State Bank of Vietnam (SBV) Deputy Governor Dao Minh Tu reaffirmed that with foreign exchange reserves, a positive export outlook, foreign investment inflows, and remittances, he remains confident in maintaining exchange rate stability.

“There is no need for individuals to hold foreign currency at home or in accounts. Sell it to the banks with confidence,” said Tu.

Taking a more cautious stance, UOB Singapore, noted that the VND hit a record low of around 25,600 VND/USD in early March after the SBV raised its USD selling price for banks, marking its first adjustment since October last year.

“The trend still leans towards further VND depreciation due to uncertainties related to China’s growth and tariff policies. There is a risk that the United States will impose tariffs on Vietnamese goods as Vietnam’s trade surplus with the US continues to rise significantly. However, strong domestic growth prospects and the SBV’s commitment to exchange rate stability could help ease depreciation pressure,” the UOB research team said.

In its Foreign Exchange Outlook report released last week, MUFG Bank raised its Q4 USD/VND projection to 25,900 from 25,700, reflecting the government’s focus on supporting growth and a higher tolerance for inflation at 5 per cent in 2025.

“The SBV has also raised the daily fixing and upper foreign exchange ceiling rate, allowing greater foreign exchange volatility.
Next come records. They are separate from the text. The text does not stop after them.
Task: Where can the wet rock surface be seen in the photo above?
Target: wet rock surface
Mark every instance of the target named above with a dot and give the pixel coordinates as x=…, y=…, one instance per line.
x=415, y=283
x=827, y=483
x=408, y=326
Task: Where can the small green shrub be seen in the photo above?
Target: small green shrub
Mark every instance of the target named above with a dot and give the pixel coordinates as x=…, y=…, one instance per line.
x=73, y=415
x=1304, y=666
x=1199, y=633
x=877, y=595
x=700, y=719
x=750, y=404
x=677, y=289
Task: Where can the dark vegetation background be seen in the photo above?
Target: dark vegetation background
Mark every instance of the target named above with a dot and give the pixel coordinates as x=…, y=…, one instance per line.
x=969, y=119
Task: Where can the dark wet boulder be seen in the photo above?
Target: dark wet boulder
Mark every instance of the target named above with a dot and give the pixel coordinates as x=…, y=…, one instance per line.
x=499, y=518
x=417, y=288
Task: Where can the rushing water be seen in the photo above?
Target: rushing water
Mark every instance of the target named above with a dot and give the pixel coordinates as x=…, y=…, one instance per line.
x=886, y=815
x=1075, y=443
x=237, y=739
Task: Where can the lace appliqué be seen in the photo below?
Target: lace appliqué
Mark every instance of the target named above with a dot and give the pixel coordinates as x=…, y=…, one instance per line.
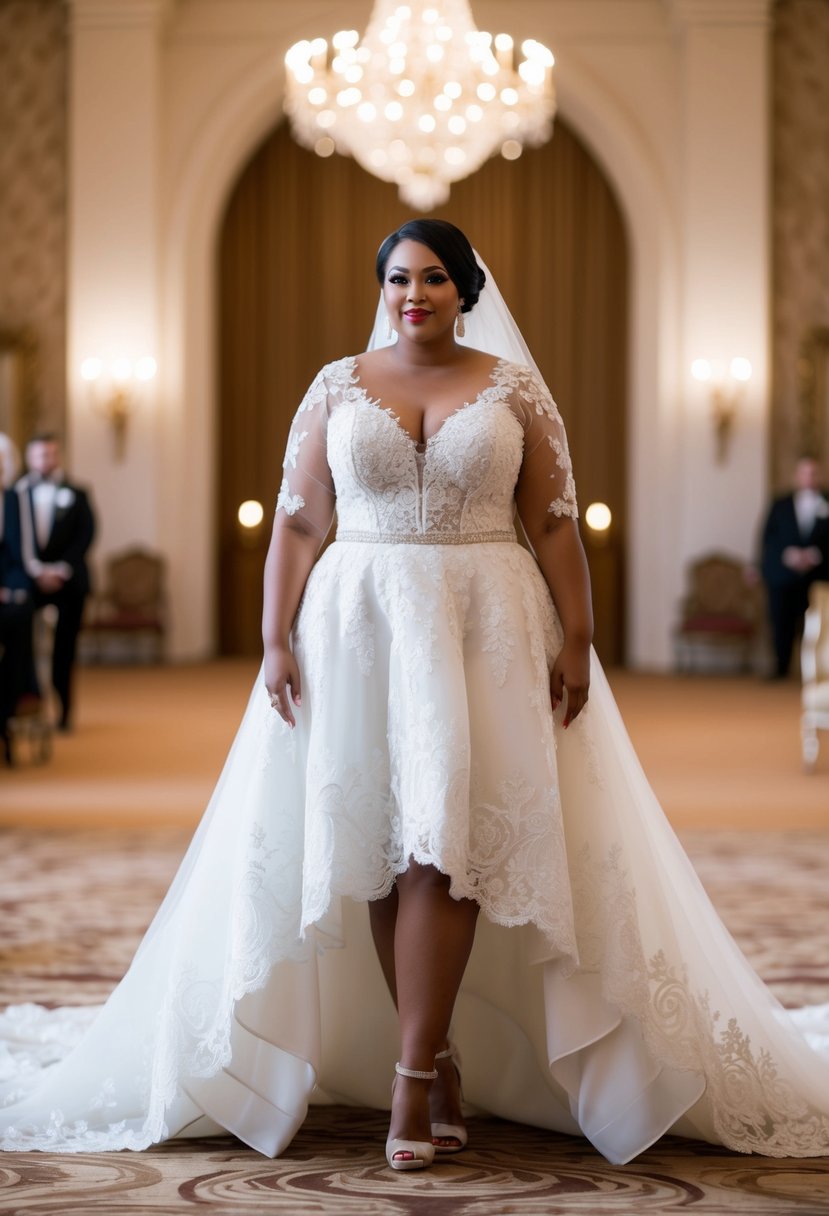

This coincides with major changes in Vietnam’s government policy, which could cut and streamline anywhere from 4-20 per cent of public sector employees, while authorities plan around 1.5 per cent of GDP in social support measures to aid the transition.”

Regarding the full-year exchange rate outlook, MUFG Bank forecasts USD/VND to approach 26,000 in 2025, charting a modest path while acknowledging other offsetting structural factors.

“While we continue to expect Vietnam to be in the crosshairs of the new US administration due to its large and growing trade surplus with the US, we highlight several reasons for optimism,” stated the report.

“Firstly, Vietnam has expanded its global export market share, not just in the US but worldwide, since the trade war began. Secondly, the country is moving up the value chain, increasing domestic value-added and export complexity. Lastly, we anticipate the US tariffs on China to remain higher and rise at a faster pace than those on Vietnam under the US administration.”

According to the National Statistics Office, Vietnam recorded its first trade deficit since May 2024 in February, with imports surging by 40 per cent year-over-year. Meanwhile, the State Treasury conducted three rounds of USD purchases from commercial banks, totalling $500 million, further tightening foreign exchange liquidity and adding pressure on the exchange rate.

“In this context, SBV has intervened by continuously raising the central exchange rate, widening the foreign exchange trading band,” said Tran Thi Khanh Hien, head of Research at MB Securities. “Since the start of this month, the central rate has increased by over VND400, equivalent to a 1.6 per cent adjustment, substantial compared to the VND487 rise for the whole of 2024. Additionally, the SBV has abandoned its previous hard cap of 25,450 VND/USD in the interbank market. This move signals that the SBV is accepting greater exchange rate volatility to reduce pressure on foreign exchange reserves.”